Milgram (obedience) Flashcards
What are the main assumptions of the social approach?
- Behaviours, cognitions and emotions are influenced by social contexts, social environments and groups.
- Behaviours, cognitions and emotions are influenced by the actual, implied or imagined presence of others.
What is the overview of milgram’s study?
He wanted to know whether people would be obedient even if it would result in physical harm to another person.
How did he test his study?
He arranged his laboratory-based procedure to involve administering electric shocks to a victim under the orders of a researcher.
Define obedience:
Following a direct order from a person or people with authority.
Define destructive obedience:
Obedience that has potential to cause psychological or physical harm or injury to another.
What is Milgram’s situational explanation for obedience?
Many people who found themselves in a similar situation (to the Germans who murdered the Jews in the holocaust) would harm or even kill other human beings under the orders of an authority figure.
What is the aim of milgram’s study?
To investigate the level of obedience reached by normal people when a perceived authority figure instructs them to administer a physical punishment to a stranger.
What are the research methods?
- No IV, only a DV so it cannot be defined as an experiment.
- Controlled observation through a one way mirror.
- Interviews with participants after the study using a laboratory setting.
What is the DV in this investigation?
Levels of obedience were measured through observation.
Observers also noted participants’s body language and any verbal comment
What is the type of sample?
Volunteer sampling from a newspaper advertisement and direct mail.
What was the ad for?
For a study on memory and learning at Yale University.
Describe the population?
- 40 men between ages of 20 and 50 years old.
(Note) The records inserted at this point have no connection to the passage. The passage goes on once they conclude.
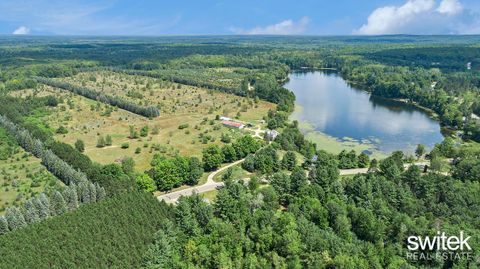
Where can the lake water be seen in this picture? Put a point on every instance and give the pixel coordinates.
(332, 108)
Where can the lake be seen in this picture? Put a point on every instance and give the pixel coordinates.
(337, 116)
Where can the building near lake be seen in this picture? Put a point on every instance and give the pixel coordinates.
(233, 124)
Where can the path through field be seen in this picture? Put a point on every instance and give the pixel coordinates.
(211, 185)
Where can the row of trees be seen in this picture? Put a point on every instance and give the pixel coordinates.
(150, 111)
(214, 156)
(169, 173)
(41, 207)
(325, 221)
(52, 162)
(114, 232)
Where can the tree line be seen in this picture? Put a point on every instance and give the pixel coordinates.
(41, 206)
(150, 111)
(52, 162)
(112, 233)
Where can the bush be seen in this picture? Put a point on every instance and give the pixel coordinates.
(183, 126)
(61, 130)
(93, 236)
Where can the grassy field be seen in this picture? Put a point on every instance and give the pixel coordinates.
(186, 125)
(21, 174)
(237, 173)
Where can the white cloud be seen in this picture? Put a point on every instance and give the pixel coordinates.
(79, 17)
(22, 30)
(286, 27)
(450, 7)
(421, 17)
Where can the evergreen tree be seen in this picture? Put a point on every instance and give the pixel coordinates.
(31, 212)
(3, 225)
(100, 191)
(58, 204)
(101, 142)
(42, 205)
(14, 218)
(108, 140)
(71, 197)
(93, 192)
(80, 145)
(289, 161)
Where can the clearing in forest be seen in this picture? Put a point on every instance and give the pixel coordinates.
(21, 174)
(186, 125)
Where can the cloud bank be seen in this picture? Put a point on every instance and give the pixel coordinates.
(422, 17)
(286, 27)
(22, 30)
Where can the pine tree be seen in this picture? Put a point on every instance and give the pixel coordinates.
(101, 142)
(71, 197)
(100, 192)
(42, 205)
(93, 192)
(3, 225)
(108, 140)
(31, 213)
(57, 204)
(15, 218)
(84, 193)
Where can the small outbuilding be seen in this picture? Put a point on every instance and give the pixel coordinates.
(233, 124)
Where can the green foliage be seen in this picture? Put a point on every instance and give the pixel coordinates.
(111, 233)
(289, 160)
(61, 130)
(145, 183)
(169, 173)
(80, 145)
(212, 157)
(149, 112)
(420, 150)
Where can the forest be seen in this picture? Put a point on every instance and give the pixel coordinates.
(295, 209)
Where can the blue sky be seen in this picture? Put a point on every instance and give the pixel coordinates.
(188, 17)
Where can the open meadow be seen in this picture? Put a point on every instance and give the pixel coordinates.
(21, 174)
(187, 124)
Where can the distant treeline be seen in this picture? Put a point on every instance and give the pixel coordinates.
(149, 111)
(265, 86)
(52, 162)
(112, 233)
(110, 176)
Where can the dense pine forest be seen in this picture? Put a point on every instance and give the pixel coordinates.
(118, 121)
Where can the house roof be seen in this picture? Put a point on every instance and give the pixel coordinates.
(233, 123)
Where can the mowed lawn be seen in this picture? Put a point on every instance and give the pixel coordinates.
(197, 108)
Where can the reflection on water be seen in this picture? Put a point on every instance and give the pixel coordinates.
(333, 107)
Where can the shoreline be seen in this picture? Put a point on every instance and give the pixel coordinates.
(335, 144)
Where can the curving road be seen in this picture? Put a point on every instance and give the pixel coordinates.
(211, 185)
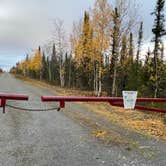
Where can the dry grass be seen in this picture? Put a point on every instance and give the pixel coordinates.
(147, 123)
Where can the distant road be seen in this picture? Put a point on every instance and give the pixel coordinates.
(54, 139)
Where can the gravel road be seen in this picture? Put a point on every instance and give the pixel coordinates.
(54, 139)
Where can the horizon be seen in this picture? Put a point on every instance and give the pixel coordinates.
(23, 29)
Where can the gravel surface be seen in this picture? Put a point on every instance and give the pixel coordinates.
(57, 139)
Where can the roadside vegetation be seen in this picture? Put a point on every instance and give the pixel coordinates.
(1, 71)
(104, 53)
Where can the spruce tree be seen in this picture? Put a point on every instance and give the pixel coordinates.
(158, 31)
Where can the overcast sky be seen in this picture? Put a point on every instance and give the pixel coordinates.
(26, 24)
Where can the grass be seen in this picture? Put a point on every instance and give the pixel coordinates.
(146, 123)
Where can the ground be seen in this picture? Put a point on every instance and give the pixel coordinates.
(75, 136)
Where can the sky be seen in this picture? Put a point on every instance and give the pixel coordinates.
(26, 24)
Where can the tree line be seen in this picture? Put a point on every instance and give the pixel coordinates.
(105, 54)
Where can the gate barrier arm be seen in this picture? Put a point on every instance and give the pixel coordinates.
(118, 101)
(4, 97)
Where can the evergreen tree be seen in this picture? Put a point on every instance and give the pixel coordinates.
(115, 50)
(140, 37)
(158, 31)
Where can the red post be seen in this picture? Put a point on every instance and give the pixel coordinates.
(4, 97)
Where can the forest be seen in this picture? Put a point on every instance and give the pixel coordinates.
(104, 52)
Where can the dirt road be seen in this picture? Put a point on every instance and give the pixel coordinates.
(56, 139)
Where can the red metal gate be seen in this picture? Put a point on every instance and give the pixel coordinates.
(4, 97)
(113, 101)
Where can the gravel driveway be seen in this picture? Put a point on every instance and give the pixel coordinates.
(54, 139)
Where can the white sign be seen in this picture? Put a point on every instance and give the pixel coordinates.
(129, 99)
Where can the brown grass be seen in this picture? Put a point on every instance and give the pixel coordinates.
(147, 123)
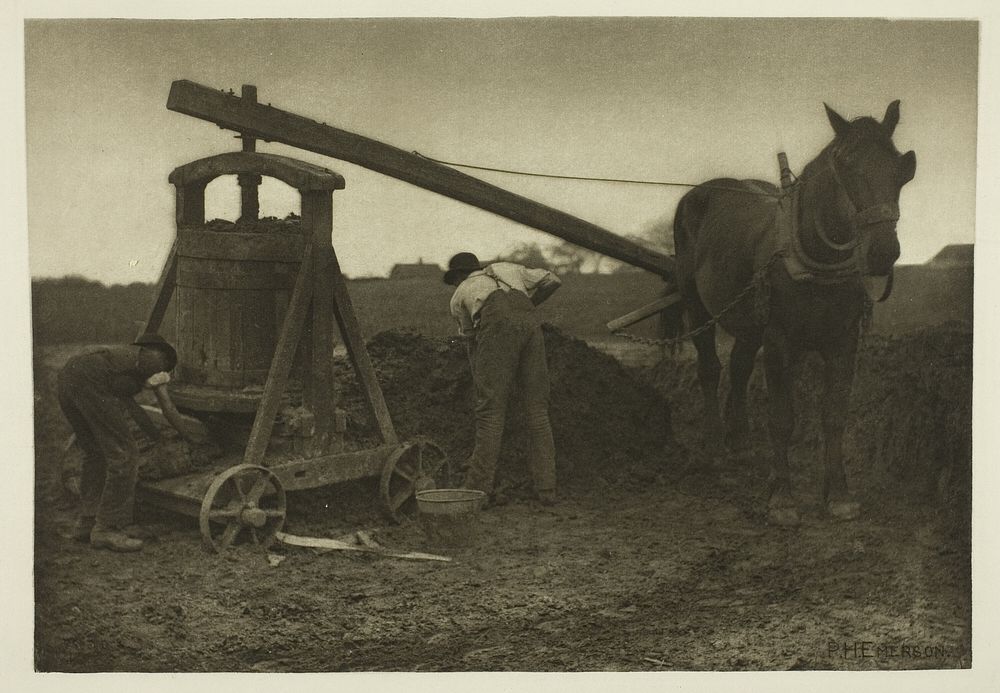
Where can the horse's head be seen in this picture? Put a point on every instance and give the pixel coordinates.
(869, 172)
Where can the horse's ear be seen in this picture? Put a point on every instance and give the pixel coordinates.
(839, 124)
(907, 167)
(891, 118)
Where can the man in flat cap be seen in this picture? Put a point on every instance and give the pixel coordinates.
(494, 307)
(96, 393)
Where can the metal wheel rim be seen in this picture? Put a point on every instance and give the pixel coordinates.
(402, 471)
(247, 501)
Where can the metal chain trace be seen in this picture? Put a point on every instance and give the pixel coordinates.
(755, 282)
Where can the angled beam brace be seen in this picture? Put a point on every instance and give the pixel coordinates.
(264, 122)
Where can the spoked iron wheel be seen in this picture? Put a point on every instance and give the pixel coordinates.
(415, 466)
(245, 499)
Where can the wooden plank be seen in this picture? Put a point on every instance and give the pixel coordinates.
(164, 290)
(350, 331)
(225, 275)
(646, 311)
(281, 365)
(235, 245)
(314, 472)
(274, 125)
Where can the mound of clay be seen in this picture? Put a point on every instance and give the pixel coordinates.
(605, 422)
(909, 421)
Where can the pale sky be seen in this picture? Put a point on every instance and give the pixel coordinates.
(653, 98)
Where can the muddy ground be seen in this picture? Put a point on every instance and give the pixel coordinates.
(650, 562)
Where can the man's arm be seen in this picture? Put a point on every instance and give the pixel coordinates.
(140, 416)
(545, 287)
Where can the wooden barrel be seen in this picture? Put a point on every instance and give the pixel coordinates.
(233, 291)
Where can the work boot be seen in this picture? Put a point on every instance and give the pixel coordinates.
(114, 539)
(81, 528)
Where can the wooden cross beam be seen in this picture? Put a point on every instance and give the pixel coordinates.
(253, 119)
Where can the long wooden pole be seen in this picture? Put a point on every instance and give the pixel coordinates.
(264, 122)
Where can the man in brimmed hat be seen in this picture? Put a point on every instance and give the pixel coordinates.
(96, 392)
(494, 307)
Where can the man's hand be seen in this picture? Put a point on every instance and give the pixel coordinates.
(161, 378)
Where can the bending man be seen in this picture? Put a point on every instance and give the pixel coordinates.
(96, 392)
(494, 307)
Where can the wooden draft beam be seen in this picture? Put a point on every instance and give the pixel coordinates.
(264, 122)
(646, 311)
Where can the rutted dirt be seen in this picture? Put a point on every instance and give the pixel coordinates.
(643, 565)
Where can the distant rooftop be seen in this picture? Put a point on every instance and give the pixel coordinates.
(417, 270)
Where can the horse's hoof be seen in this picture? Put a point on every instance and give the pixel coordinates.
(783, 517)
(844, 510)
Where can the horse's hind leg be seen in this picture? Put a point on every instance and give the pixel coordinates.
(778, 361)
(709, 369)
(741, 362)
(839, 362)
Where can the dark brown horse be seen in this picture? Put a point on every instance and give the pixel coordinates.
(783, 269)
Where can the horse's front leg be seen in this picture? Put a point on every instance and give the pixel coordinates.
(779, 357)
(741, 362)
(839, 360)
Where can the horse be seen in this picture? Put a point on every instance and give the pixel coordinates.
(783, 269)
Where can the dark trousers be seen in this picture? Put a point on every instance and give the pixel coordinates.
(110, 457)
(509, 351)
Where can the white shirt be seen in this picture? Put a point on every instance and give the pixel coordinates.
(470, 295)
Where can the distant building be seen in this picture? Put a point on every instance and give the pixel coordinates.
(417, 270)
(956, 255)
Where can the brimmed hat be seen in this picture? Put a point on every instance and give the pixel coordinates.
(460, 264)
(151, 340)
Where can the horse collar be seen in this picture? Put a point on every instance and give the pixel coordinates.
(798, 263)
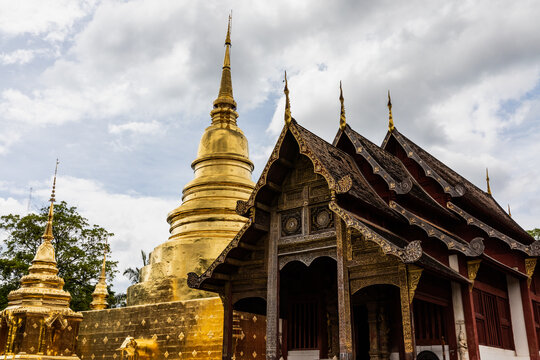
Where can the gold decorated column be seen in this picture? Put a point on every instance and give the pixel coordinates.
(206, 220)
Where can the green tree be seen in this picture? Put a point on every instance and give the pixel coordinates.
(535, 233)
(79, 250)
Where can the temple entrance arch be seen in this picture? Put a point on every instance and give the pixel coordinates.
(308, 309)
(377, 322)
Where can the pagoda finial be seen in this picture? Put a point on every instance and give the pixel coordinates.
(342, 119)
(100, 294)
(288, 117)
(228, 37)
(47, 235)
(225, 97)
(390, 118)
(487, 182)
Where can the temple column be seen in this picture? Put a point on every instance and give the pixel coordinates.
(406, 316)
(528, 310)
(459, 313)
(344, 298)
(226, 298)
(517, 317)
(272, 292)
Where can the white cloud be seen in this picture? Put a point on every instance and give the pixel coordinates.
(138, 222)
(20, 56)
(52, 18)
(141, 128)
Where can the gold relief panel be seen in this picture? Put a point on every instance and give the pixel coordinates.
(321, 218)
(291, 222)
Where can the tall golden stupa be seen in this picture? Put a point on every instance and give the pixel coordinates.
(206, 220)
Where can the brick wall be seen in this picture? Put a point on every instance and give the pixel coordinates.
(191, 329)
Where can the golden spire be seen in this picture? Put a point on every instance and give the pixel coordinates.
(47, 235)
(487, 181)
(100, 294)
(342, 119)
(288, 117)
(390, 118)
(225, 96)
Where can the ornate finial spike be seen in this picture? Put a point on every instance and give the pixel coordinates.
(288, 117)
(390, 118)
(225, 100)
(228, 37)
(47, 235)
(100, 294)
(54, 182)
(342, 119)
(487, 181)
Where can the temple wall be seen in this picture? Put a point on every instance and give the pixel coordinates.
(190, 329)
(488, 352)
(173, 330)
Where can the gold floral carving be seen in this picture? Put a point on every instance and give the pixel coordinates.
(472, 271)
(530, 265)
(414, 273)
(405, 311)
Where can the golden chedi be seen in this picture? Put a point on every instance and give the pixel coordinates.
(38, 323)
(206, 221)
(100, 294)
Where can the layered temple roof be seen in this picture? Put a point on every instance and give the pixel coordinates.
(396, 195)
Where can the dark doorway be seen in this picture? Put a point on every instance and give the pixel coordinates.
(308, 307)
(377, 330)
(361, 332)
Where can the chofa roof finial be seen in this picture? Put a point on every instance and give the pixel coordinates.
(47, 235)
(288, 117)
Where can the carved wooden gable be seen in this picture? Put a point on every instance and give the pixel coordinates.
(306, 223)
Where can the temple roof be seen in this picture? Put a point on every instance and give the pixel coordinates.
(461, 191)
(403, 217)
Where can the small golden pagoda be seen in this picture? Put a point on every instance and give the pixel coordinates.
(206, 220)
(100, 294)
(38, 323)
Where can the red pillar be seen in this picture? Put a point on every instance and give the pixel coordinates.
(470, 323)
(529, 320)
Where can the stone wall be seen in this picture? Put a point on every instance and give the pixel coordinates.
(190, 329)
(175, 330)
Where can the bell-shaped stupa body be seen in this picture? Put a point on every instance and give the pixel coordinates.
(206, 221)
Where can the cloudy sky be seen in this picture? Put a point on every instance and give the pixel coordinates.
(120, 92)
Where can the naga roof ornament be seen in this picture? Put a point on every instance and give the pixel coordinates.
(390, 118)
(487, 182)
(342, 119)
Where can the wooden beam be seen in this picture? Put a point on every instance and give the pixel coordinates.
(234, 262)
(344, 297)
(226, 298)
(285, 163)
(263, 206)
(247, 246)
(221, 276)
(260, 227)
(273, 186)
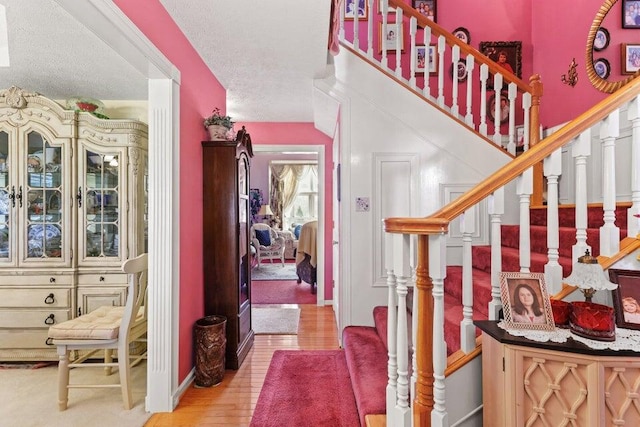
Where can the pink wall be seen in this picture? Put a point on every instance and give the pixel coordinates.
(303, 134)
(200, 92)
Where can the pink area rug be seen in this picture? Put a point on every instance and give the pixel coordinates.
(287, 399)
(281, 292)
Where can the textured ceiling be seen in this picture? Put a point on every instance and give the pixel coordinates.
(265, 59)
(265, 53)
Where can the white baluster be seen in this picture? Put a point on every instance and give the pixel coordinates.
(401, 249)
(553, 270)
(468, 119)
(413, 27)
(497, 113)
(496, 210)
(513, 92)
(580, 150)
(524, 188)
(441, 49)
(455, 57)
(399, 40)
(467, 328)
(526, 106)
(484, 74)
(633, 223)
(392, 365)
(426, 42)
(609, 233)
(438, 272)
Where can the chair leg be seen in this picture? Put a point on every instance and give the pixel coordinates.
(124, 368)
(63, 377)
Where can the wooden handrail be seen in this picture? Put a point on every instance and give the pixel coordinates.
(438, 222)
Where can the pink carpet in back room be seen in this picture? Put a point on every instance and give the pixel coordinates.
(281, 292)
(286, 399)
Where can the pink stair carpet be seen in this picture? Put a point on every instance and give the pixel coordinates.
(307, 388)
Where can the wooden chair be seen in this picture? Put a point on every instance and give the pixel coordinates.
(105, 329)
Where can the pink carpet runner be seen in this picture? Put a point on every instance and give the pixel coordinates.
(281, 292)
(306, 388)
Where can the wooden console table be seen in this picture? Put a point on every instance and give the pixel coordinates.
(529, 383)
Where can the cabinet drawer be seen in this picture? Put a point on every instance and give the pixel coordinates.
(28, 338)
(38, 280)
(102, 279)
(18, 298)
(32, 318)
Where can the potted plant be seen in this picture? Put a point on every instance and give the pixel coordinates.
(218, 125)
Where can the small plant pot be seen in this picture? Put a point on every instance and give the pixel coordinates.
(217, 132)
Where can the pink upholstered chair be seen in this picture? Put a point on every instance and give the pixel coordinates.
(269, 245)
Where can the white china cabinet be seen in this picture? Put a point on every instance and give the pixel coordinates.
(72, 209)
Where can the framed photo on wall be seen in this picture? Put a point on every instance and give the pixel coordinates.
(426, 8)
(525, 301)
(422, 54)
(626, 297)
(507, 54)
(350, 7)
(389, 40)
(630, 14)
(630, 55)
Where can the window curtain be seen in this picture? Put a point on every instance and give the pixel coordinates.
(284, 186)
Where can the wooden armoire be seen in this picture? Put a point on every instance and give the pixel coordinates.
(226, 244)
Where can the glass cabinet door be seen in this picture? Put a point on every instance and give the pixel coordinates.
(43, 198)
(101, 204)
(5, 200)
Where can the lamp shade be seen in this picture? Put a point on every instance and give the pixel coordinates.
(265, 210)
(588, 274)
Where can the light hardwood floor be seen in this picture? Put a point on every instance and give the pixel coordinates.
(231, 403)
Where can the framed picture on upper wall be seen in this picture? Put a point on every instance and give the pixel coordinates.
(630, 56)
(350, 7)
(630, 13)
(426, 8)
(626, 297)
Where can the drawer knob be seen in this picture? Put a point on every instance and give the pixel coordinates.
(50, 320)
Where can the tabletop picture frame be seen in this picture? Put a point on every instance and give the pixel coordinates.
(520, 290)
(626, 296)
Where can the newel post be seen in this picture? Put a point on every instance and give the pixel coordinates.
(534, 138)
(423, 402)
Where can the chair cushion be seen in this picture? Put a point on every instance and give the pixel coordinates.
(102, 323)
(264, 237)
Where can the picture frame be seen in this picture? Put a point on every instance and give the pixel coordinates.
(393, 31)
(461, 69)
(390, 9)
(426, 8)
(625, 296)
(630, 14)
(363, 9)
(529, 288)
(630, 56)
(602, 68)
(512, 49)
(601, 41)
(463, 34)
(421, 59)
(504, 107)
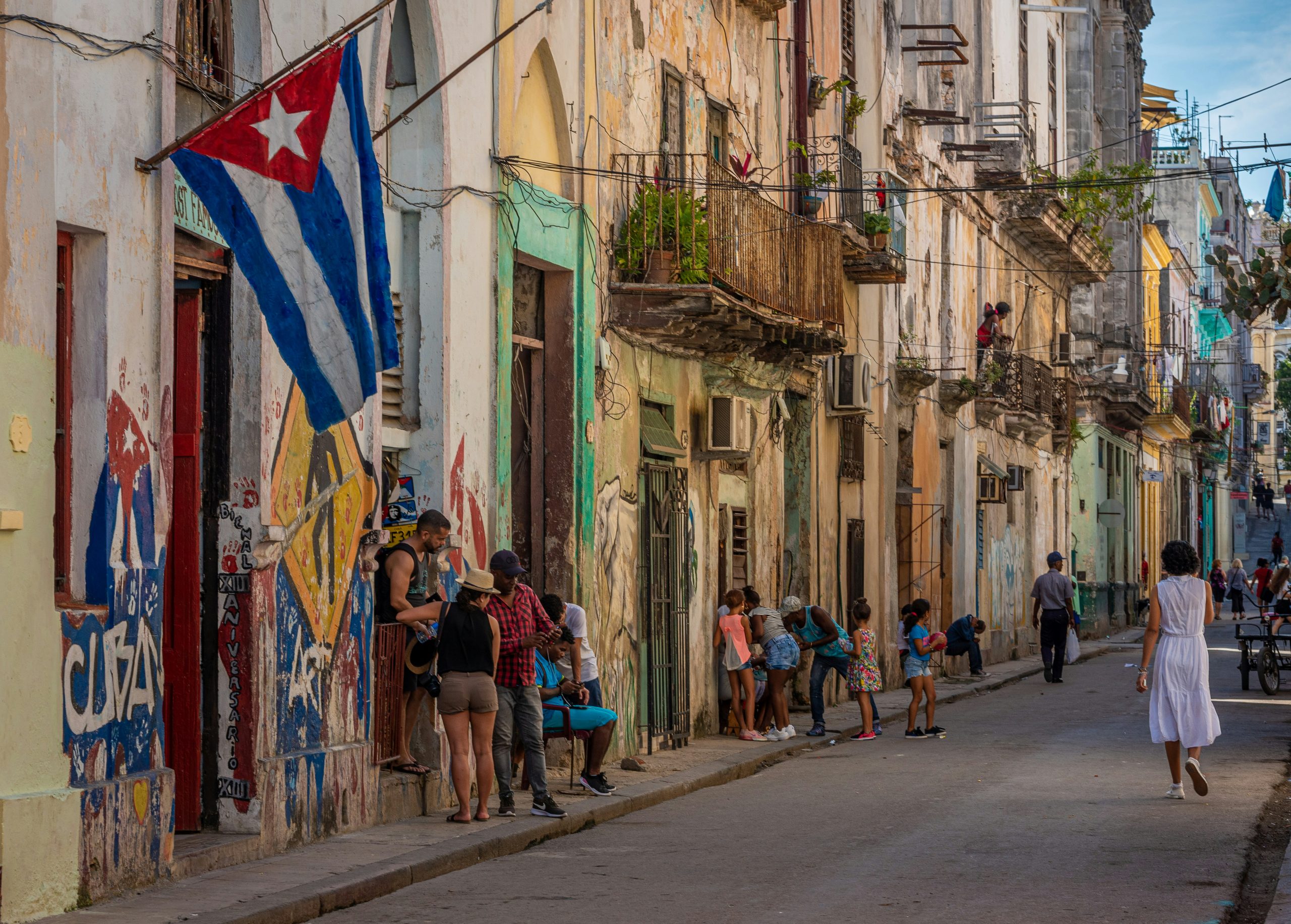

- Composed of those who lived in the New Havens area of the US.
- The men came from a range of different backgrounds, education levels and occupations.
Explain the location of the study.
The study took place in a modern laboratory at Yale University to make the procedure seem legitimate which was an important situational factor in obedience.
List the controls:
All participants were
1. paid $4.50 for participation
2. informed that it was a study about the effects of punishment.
3. told the same standardised prods.
4. given the same shock generator and a sample shock of 45 V
5. introduced to the same experimenter
6. debriefed after the study and had the deception explained to them.
What were the participants told before drawings lots?
- We know very little about the effects of punishment on learning and this is because almost no scientific studies have been conducted on human beings.
- We don’t know whether it is beneficial to learning
- We don’t know how much difference it makes as to who is giving the punishment.
- In this study we are bringing together people from different occupations to test this out.